[bugfix] Fix dummy-run and multi-node issues in MoE routing and MTP (#4947)

### What this PR does / why we need it? - Fix a premature `return` in `moe_init_routing_quant_v2.cpp` so the routing kernel completes correctly instead of exiting early in certain paths. - Switch `FusedAlltoAllCommImpl` to use the MC2-based token dispatcher and prepare/finalize routines, aligning MoE communication with the MC2 algorithm optimized for Ascend devices. - Add a temporary override in `MtpProposer` to map `FUSED_ALLTOALL` back to `ALLTOALL` until the MoE communication type selection logic is fully finalized, avoiding incorrect behavior in dummy-run flows. - Simplify the MoE communication selection for Ascend 910-93 in `NPUModelRunner` by removing the EP-size guard on `FUSED_ALLTOALL`, which fixes failures in multi-node / larger-EP configurations while keeping MC2 routing under the configured token capacity. - vLLM version: v0.12.0 - vLLM main: ad32e3e19c Signed-off-by: mojave2 <chenchen145@huawei.com>
2025-12-15 14:18:23 +08:00
parent cc7b302020
commit aa02a85e4d
3 changed files with 7 additions and 4 deletions
--- a/vllm_ascend/spec_decode/mtp_proposer.py
+++ b/vllm_ascend/spec_decode/mtp_proposer.py
@@ -734,6 +734,9 @@ class MtpProposer(Proposer):
             num_input_tokens, self.runner.with_prefill)
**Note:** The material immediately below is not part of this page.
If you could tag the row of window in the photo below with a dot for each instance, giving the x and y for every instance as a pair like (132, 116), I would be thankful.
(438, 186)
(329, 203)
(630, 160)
        moe_comm_type = self.runner._select_moe_comm_method(num_input_tokens)
+        # TODO: remove this after moe_comm_type selection logic is finalized
+        moe_comm_type = (MoECommType.ALLTOALL if moe_comm_type
+                         == MoECommType.FUSED_ALLTOALL else moe_comm_type)

        # Enable shared_expert_dp and MTP FULL graph may cause accuracy issues.
        if scheduler_output and not self.enable_shared_expert_dp: